Whitelisting not working correctly with AWS EC2

user4424 · July 12, 2019, 3:17pm

Hi all - I’m new to Cloudflare and I’m trying to lock down my setup. My site is hosted on a single AWS EC2 instance running in the default VPC. I’ve already transferred my DNS zone to Cloudflare and everything seems to be working just fine. I’m seeing lots of traffic hitting the server from Cloudflare IPs.

Now as a next step, I’m trying to lockdown traffic to my EC2 instance such that only Cloudflare’s IPs are allowed. I created a Security Group and populated all the IPv4 and v6 addresses for Cloudflare, for both HTTP and HTTPS protocols and attached it to my EC2 instance. I also removed the old security group that allowed anyone on the internet to hit my site.

As soon as I do this, I’m unable to reach the site. It takes a long time too resolve and eventually ends in a blank white screen.

Any tips/hints as to what I’m doing wrong here? Perhaps it’s a caching issue or something else I’m not seeing or I’m not familiar with? Thanks in advance for any help.

sdayman · July 12, 2019, 6:36pm

I’ve not used this setup, so…

Is there a log for that Security Group?

Out of curiosity, why would you need to add a Security Group to allow anyone on the Internet to hit your site? Does every EC2 need some sort of Security Group in order to allow traffic?

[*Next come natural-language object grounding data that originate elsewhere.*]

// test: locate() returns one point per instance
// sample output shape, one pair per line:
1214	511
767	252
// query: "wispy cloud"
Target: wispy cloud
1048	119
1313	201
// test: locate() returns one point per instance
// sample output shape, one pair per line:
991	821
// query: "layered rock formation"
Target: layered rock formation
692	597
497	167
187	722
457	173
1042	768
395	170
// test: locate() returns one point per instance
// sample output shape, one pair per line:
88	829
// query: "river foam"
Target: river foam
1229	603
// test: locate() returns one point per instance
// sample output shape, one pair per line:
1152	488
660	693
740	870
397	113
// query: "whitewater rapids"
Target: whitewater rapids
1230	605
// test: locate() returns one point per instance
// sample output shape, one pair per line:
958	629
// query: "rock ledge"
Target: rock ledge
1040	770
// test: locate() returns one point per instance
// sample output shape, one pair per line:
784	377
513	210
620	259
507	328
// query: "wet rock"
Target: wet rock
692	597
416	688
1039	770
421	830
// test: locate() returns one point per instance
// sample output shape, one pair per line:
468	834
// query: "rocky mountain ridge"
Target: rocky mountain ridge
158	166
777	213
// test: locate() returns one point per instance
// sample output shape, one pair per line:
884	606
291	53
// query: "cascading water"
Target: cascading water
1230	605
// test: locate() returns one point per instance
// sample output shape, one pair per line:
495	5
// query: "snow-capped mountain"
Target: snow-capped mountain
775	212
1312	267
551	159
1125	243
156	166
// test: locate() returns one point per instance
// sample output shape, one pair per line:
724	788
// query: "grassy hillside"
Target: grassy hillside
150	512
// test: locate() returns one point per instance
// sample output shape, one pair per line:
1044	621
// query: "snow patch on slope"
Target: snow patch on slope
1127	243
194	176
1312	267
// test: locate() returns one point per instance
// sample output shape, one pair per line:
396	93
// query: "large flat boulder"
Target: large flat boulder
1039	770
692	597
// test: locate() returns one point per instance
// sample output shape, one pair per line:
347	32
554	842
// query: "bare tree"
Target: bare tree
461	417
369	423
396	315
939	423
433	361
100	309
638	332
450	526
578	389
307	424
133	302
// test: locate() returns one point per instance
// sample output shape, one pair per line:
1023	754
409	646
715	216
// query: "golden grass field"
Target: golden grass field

user4424 · July 12, 2019, 6:51pm

HI @sdayman - yes, every EC2 instance by default isn’t accessible from the internet until you attached a security group allowing it. There isn’t any sort of Security Group logging unfortunately.

sdayman · July 12, 2019, 6:58pm

It looks like a few people have tried this:
https://duckduckgo.com/?q=ec2+cloudflare+security+group

user4424 · July 12, 2019, 8:18pm

Thanks @sdayman. I did a google search before posting here. Doesn’t look like anyone has run into any specific issues like mine. Hoping someone around here can help!